K.R.T Dr. Radjiman Wedyodiningrat adalah seorang dokter yang merupakan penggagas kemerdekaan Indonesia yang sekarang namanya merupakan seorang pahlawan nasional Indonesia. Dr Radjiman Wedyoningrat dilahirkan di Yogyakarta, 21 April 1879, dia lahir dari keluarga biasa. Ayahnya seorang penjaga toko di Yogyakarta yang bernama Ki Sutrodono dan ibunya seorang ibu rumah tangga yang berdarah Gorontalo. Semasa kecil dia sangat berbakat, terlihat dari kecerdasannya dan ambisinya dalam menempuh pendidikan. Dia memperoleh gelar K.R.T (Kanjeng Raden Tumenggung) dari kasultanan Yogyakarta karena jasanya telah bekerja di rumah sakit Yogyakarta pada masa Hindia-Belanda.
Pada tanggal 20 September 1952 dia menghembuskan nafas terakhirnya di desa Dirgo, Kabupaten Ngawi. Dan jenazahnya dikebumikan di tanah kelahirannya Yogyakarta di Desa Melati, Sleman Yogyakarta. Makamnya berdekatan dengan ayah angkatnya yaitu dr. Wahidin Soedirohoesodo.
Sosok Mas Isman memang dikenal sebagai pendiri organisasi Tentara Republik Indonesia Pelajar (TRIP) yang kemudian menyesuaikan diri dari brigade pertempuran pasca-kemerdekaan. Rumah Mas Isman di Jalan Pandan No 5 Kota Malang kini menjadi kantor Kosgoro Malang. Mas Isman, lahir 1 Januari 1924 di Bondowoso, Jawa Timur. Ia menempuh pendidikan di Purwokerto, Cirebon, Malang dan Surabaya. Sebagai pelajar, Mas Isman turut berjuang merebut kemerdekaan Indonesia dari penjajah melalui Tentara Republik Indonesia Pelajar (TRIP).
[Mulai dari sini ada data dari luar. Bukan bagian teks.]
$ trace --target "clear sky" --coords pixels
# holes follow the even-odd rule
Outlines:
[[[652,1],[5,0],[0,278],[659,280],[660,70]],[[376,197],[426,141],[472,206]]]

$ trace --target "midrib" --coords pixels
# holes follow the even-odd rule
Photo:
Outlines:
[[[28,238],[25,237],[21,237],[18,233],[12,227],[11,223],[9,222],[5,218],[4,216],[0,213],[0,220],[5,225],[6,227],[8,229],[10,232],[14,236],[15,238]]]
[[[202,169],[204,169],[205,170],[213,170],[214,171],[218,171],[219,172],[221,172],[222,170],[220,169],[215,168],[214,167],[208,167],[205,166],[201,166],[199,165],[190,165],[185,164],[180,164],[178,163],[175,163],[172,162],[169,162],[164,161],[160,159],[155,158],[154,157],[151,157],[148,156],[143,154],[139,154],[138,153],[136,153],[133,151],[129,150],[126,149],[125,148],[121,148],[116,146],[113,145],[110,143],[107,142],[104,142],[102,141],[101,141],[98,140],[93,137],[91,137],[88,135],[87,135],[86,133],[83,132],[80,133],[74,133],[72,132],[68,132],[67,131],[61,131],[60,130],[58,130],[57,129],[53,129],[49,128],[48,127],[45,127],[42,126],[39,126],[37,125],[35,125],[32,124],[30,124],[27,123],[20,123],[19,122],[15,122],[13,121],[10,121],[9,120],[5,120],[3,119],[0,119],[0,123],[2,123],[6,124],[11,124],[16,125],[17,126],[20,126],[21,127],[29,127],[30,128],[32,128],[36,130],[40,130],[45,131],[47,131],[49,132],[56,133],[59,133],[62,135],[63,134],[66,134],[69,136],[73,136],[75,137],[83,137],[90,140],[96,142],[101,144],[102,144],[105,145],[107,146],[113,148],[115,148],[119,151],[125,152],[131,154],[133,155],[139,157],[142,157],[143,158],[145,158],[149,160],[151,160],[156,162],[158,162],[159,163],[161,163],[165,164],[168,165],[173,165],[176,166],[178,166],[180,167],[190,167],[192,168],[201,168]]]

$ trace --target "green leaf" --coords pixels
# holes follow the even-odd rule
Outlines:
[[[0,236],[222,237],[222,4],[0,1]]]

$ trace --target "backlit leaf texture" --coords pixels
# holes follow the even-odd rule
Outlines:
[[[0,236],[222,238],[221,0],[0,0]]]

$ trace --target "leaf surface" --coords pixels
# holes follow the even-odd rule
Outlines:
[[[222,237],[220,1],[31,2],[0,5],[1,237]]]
Pada Tahun 1945-1951 Mas Isman mendirikan TRIP Jawa Timur. Lalu ia mendapatkan tugas di Kantor Perdana Menteri Indonesia pada 1956-1958 dengan pangkat Letnan Kolonel. Duta Besar sejak 1959-1967 di Rangoon, Bangkok dan Kairo itu dengan pangkat Brigjen juga pernah diembannya. Tak lama kemudian, Mas Isman berkecimpung di dunia politik dengan menjadi anggota DPR/MPR pada 1978.
Laksamana Malahayati adalah seorang muslimah yang menjadi laksamana perempuan pertama di dunia yang berasal dari Kesultanan Aceh. Salah satu tokoh pejuang kemerdekaan Indonesia yang dianugerahi gelar Pahlawan Nasional.
Ia adalah putri dari Laksamana Mahmud Syah. Kakeknya bernama Laksamana Muhammad Said Syah, putra dari Sultan Salahuddin Syah yang memerintah Kesultanan Aceh Darussalam sekitar tahun 1530-1539 M. Sultan Salahuddin Syah merupakan putra dari Sultan Ibrahim Ali Mughayat Syah (1513-1530 M) yang merupakan pendiri Kesultanan Aceh Darussalam. Dari silsilah tersebut dapat diketahui bahwa laksamana Malahayati merupakan keturunan darah biru.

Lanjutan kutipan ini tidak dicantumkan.